FIT created an easy to use, a wearable fitness tracker that not only catered to the gym bodybuilder but to the office worker who wanted to track her steps to lose the high calories he at lunch. FIT has done an excellent job with their marketing and customer relatability. However there is one problem, their biggest competitors have beat them.
These competitors are Apple Inc. (Apple Watch), Garmin (Vivo Fit), Whoop (The Whoop fit tracker Used by LeBron James last season), and With things Go (activity and fit. tracker) and more.
A statement released by FIT on their last annual report,
For the remainder of 2018, we expect our gross margin to trend lower due to our product mix shift from connected health and fitness devices to smartwatches and the absence of the one-time benefit from the release of outstanding product return and rebate reserves related to Wynit…
FIT’s largest customer Wynit Distribution announced bankruptcy last year in September 2017 with bad debt expenses over $30.3 million and FIT has reported a substantial decrease in subscriptions.

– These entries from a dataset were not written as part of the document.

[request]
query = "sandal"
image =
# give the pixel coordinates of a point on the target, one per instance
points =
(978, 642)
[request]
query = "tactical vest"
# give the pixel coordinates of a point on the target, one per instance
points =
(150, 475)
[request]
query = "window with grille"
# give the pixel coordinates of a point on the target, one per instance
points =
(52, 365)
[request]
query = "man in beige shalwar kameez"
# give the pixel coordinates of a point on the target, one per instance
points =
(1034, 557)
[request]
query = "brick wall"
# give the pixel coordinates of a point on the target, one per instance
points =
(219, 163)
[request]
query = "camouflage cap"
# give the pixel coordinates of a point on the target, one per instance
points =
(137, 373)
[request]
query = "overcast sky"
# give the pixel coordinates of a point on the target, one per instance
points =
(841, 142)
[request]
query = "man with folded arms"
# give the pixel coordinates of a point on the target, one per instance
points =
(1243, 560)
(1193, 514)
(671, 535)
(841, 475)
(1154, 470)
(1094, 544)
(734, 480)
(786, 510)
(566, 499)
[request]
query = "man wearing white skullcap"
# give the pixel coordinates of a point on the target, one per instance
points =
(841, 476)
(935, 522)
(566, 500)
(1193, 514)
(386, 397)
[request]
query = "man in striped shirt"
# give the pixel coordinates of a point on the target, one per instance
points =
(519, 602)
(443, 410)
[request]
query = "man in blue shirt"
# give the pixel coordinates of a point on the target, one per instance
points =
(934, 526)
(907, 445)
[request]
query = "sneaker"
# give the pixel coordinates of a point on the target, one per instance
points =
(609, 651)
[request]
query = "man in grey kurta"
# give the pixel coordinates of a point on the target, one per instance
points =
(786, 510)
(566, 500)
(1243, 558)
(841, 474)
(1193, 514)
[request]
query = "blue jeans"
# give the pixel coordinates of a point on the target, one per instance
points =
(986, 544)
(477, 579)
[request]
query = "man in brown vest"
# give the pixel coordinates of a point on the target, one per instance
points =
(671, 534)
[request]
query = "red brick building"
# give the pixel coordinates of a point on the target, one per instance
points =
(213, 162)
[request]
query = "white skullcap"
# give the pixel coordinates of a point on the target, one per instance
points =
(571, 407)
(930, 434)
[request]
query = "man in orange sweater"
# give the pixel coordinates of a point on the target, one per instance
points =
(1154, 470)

According to MSN.com/money, FIT has a negative net income of -277.19 million. With penny stock investors enjoy the volatility of the stock, other see a better investment in related stocks such as APPL, GRMN, KYCCE, FTV, GRMN, and KEYS, since FIT comes in the form of a “product feature” instead of a large services provider. Though FITs presence seems to be strong in the athletic and teach department, how long with this last? Will, they merge with a large corporation or can they come up with a better head-turning product?